Gertude D. Hack, president of the Allendale Community Association, said she polled residents of her neighborhood and found them opposed to surface light rail. "If you cannot go underground, they say no-build," she said.

"No build," is in fact one of the alternatives. While that is favored by many in the community, building nothing is a course with a serious downside.

One of the main reasons for the Red Line is that congestion on U.S. 40 in the west and along Eastern Ave. and other East Baltimore streets has increased in recent decades and is projected to get worse. In Edmondson Village, for instance, U.S. 40 turns into a busy commuter route every weekday morning and evening as three lanes of traffic speed through West Baltimore with drivers from destinations such as Ellicott City and Catonsville - leaving behind little but their exhaust fumes.

City planners have a different vision for the neighborhood. By converting a lane in each direction to transit use and slowing traffic, planners say they could make U.S. 40 a less attractive commuter route and induce many suburbanites to leave their cars at a park-and-ride and take the train downtown.

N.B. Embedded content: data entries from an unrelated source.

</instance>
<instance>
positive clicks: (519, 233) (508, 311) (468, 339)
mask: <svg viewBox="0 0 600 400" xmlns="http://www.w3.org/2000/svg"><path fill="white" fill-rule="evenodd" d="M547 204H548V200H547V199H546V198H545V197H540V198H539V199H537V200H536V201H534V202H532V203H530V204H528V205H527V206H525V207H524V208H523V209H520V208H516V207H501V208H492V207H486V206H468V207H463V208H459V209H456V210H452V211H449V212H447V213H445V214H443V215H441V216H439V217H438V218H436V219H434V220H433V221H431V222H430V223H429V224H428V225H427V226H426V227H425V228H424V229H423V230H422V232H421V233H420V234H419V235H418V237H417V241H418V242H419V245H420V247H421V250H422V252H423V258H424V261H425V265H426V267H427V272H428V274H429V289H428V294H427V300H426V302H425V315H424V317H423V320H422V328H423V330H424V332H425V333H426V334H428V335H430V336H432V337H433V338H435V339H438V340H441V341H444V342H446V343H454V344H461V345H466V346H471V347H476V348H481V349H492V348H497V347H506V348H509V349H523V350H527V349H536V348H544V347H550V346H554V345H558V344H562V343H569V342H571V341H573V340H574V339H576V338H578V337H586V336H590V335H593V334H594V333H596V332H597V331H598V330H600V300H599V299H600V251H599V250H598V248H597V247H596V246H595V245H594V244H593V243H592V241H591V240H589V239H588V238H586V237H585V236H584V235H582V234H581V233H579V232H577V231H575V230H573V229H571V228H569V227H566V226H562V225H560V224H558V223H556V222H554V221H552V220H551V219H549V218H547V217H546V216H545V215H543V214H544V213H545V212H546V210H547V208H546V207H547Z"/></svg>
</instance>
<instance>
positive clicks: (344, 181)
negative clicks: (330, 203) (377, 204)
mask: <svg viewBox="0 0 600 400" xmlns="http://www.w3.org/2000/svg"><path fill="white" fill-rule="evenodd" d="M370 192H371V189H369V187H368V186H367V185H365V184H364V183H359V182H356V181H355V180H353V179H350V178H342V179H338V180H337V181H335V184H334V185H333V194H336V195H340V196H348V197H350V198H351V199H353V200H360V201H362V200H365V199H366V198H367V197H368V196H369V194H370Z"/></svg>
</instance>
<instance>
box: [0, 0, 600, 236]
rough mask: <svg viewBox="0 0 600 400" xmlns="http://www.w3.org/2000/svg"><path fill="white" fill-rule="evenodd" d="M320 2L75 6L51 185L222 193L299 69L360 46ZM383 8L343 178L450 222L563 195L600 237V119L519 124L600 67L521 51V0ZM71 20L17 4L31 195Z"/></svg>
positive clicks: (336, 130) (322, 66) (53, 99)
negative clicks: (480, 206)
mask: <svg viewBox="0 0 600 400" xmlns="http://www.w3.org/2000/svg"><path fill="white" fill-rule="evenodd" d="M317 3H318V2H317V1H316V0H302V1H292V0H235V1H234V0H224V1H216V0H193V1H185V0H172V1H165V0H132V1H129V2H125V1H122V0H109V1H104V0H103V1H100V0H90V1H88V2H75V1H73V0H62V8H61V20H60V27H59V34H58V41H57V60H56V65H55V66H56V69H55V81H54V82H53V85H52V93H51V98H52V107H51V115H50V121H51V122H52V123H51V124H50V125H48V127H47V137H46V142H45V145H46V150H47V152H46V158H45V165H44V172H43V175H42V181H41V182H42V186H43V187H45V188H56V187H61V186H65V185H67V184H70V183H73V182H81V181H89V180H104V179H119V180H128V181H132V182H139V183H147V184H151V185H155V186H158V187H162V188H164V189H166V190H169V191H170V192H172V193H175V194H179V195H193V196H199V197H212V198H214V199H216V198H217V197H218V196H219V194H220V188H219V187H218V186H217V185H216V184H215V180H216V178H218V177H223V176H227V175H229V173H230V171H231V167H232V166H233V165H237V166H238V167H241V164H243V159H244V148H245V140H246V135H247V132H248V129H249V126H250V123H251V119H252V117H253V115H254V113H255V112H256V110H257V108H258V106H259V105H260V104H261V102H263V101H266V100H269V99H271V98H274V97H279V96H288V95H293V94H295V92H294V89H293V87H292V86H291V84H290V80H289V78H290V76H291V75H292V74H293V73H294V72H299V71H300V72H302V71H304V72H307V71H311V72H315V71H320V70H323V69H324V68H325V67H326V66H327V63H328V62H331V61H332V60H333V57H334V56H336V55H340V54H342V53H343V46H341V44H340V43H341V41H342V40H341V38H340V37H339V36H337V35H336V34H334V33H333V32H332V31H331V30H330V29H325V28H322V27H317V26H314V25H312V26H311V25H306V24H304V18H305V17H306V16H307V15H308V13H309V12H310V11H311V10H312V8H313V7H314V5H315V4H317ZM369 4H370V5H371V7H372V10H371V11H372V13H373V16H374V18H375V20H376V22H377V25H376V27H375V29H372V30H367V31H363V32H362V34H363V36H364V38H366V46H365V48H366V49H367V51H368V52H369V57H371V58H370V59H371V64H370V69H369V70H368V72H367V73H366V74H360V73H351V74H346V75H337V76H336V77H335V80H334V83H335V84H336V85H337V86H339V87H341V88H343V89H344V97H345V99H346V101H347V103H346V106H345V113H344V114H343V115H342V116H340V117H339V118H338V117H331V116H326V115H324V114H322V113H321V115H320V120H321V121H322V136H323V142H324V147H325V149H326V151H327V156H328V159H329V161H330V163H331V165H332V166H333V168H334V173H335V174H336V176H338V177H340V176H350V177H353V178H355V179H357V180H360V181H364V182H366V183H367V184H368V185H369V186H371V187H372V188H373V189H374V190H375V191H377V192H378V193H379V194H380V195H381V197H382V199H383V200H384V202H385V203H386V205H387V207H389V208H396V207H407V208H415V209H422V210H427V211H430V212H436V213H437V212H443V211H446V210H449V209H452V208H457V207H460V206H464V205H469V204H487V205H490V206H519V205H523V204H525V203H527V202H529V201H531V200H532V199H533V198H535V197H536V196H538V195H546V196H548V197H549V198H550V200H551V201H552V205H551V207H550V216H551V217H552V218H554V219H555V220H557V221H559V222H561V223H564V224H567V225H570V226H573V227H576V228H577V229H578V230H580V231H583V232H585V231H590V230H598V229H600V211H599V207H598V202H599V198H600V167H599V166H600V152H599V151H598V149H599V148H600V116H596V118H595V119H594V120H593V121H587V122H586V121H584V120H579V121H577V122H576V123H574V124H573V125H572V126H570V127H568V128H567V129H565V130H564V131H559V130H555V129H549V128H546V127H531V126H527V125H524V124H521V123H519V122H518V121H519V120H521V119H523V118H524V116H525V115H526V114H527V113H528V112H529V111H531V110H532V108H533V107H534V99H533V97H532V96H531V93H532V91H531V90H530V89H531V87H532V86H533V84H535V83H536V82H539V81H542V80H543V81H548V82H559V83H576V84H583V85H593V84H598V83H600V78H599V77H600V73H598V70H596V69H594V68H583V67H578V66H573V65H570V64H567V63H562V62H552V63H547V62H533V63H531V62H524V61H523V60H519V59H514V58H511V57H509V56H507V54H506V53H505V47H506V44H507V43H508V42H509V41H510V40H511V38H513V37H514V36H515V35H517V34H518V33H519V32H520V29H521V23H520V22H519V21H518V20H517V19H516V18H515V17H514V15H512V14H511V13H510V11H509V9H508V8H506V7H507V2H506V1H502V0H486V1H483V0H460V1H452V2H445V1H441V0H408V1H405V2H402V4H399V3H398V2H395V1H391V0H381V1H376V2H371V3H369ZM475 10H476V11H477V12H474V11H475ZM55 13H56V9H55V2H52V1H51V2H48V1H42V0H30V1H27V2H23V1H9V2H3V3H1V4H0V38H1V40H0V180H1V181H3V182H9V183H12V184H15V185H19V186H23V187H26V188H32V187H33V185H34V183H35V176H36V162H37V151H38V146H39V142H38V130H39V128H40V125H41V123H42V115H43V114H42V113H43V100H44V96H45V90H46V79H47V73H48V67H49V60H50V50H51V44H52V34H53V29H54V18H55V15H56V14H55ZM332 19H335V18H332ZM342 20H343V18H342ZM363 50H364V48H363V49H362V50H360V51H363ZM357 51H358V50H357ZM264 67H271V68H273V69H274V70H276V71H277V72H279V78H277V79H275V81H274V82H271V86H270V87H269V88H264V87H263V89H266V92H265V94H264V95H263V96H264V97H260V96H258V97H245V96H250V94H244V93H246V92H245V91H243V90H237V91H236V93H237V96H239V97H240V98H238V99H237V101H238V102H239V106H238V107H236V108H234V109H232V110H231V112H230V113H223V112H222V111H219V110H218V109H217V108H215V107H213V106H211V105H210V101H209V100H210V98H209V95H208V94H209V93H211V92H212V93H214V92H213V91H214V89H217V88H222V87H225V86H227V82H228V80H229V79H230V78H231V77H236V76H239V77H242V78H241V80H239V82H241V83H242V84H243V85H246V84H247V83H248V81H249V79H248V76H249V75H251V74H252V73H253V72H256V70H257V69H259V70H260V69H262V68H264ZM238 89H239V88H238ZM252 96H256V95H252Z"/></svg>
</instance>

Some of the resistance to surface light rail flows from Baltimoreans' experience with the north-south line that opened in the early 1990s. Part of an early generation of light rail lines around the country, the line has had numerous operational problems over the years and has been blamed by some as a contributing factor in the decline of Howard Street.

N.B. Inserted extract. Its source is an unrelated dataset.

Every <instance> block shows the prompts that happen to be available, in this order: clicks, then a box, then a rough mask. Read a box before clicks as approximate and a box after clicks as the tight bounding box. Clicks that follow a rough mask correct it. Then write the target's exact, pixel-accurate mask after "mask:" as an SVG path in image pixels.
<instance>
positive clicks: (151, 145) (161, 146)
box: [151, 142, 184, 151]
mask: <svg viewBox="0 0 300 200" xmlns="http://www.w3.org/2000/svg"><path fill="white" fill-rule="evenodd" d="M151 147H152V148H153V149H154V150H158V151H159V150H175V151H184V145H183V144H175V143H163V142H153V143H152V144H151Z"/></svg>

Jamie Kendrick, deputy director of the city's Department of Transportation, said any new light rail system would represent a newer generation of technology - operating more quietly, more smoothly and lower to the ground.

"We have the opportunity to do this totally differently."

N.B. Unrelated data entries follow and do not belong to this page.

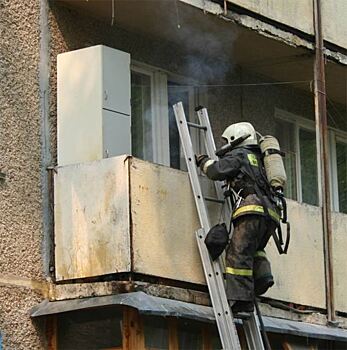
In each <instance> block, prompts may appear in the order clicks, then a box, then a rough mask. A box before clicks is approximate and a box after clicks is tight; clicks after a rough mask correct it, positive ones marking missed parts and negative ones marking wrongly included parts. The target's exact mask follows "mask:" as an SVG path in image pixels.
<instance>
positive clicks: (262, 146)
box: [259, 135, 287, 191]
mask: <svg viewBox="0 0 347 350" xmlns="http://www.w3.org/2000/svg"><path fill="white" fill-rule="evenodd" d="M259 146H260V149H261V153H262V154H263V156H264V167H265V171H266V176H267V179H268V181H269V183H270V185H271V186H272V188H274V189H275V190H276V191H278V190H279V191H283V188H284V186H285V184H286V182H287V175H286V171H285V169H284V164H283V160H282V155H283V152H281V149H280V145H279V143H278V141H277V139H276V138H275V137H273V136H270V135H266V136H263V137H261V138H260V140H259Z"/></svg>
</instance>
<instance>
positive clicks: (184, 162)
mask: <svg viewBox="0 0 347 350" xmlns="http://www.w3.org/2000/svg"><path fill="white" fill-rule="evenodd" d="M177 102H182V103H183V108H184V113H185V115H186V118H187V120H189V121H193V122H196V120H195V112H194V107H195V93H194V88H193V87H192V86H187V85H182V84H180V83H176V82H173V81H168V110H169V136H170V137H169V144H170V166H171V167H172V168H175V169H183V170H186V169H187V168H186V164H185V159H184V154H183V150H182V148H181V142H180V136H179V133H178V129H177V125H176V118H175V115H174V111H173V108H172V106H173V105H174V104H175V103H177ZM190 132H191V136H192V142H193V147H194V149H195V150H196V151H197V152H198V153H199V152H200V149H199V146H198V138H199V131H198V130H196V129H191V130H190Z"/></svg>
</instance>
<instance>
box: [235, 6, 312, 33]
mask: <svg viewBox="0 0 347 350" xmlns="http://www.w3.org/2000/svg"><path fill="white" fill-rule="evenodd" d="M228 1H229V2H231V3H234V4H236V5H239V6H242V7H244V8H246V9H248V10H250V11H253V12H255V13H258V14H260V15H262V16H265V17H268V18H270V19H272V20H275V21H277V22H280V23H283V24H286V25H288V26H290V27H293V28H295V29H299V30H301V31H303V32H305V33H309V34H312V33H313V17H312V14H313V4H312V1H311V0H294V1H285V0H270V1H269V0H228Z"/></svg>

Some opponents of the limited-tunneling plan say the proposal doesn't differ enough from the current system. They want to force the MTA to go back to the drawing board, even at the cost of a delayed start to construction, to study a heavy-rail system such as the Metro subway.

The MTA recently made an informal examination of heavy rail but concluded that it was too expensive.

Edward Cohen, founder and past president of the Transit Riders Action Council, contends that the agency judged heavy and light rail by different standards. "The MTA rigged the heavy rail examination," said Cohen, whose group says the higher speeds of a subway would attract more ridership.

The Red Line also faces lingering opposition in East Baltimore, where some residents of the Canton waterfront share the same concerns as their West Baltimore counterparts about a surface rail line.

Gov. Martin O'Malley will decide what is called the "locally preferred alternative" early next year after receiving the MTA's recommendation. There is little in his record to suggest he wouldn't go along with the GBC and the city administration.

But neighborhood groups and transit advocates are unlikely to concede the last word to the governor. They are already threatening to take the matter to court and to the General Assembly.

Kendrick said it would be unfortunate if their opposition prevailed. "If we miss this opportunity right now, we could miss it for a generation."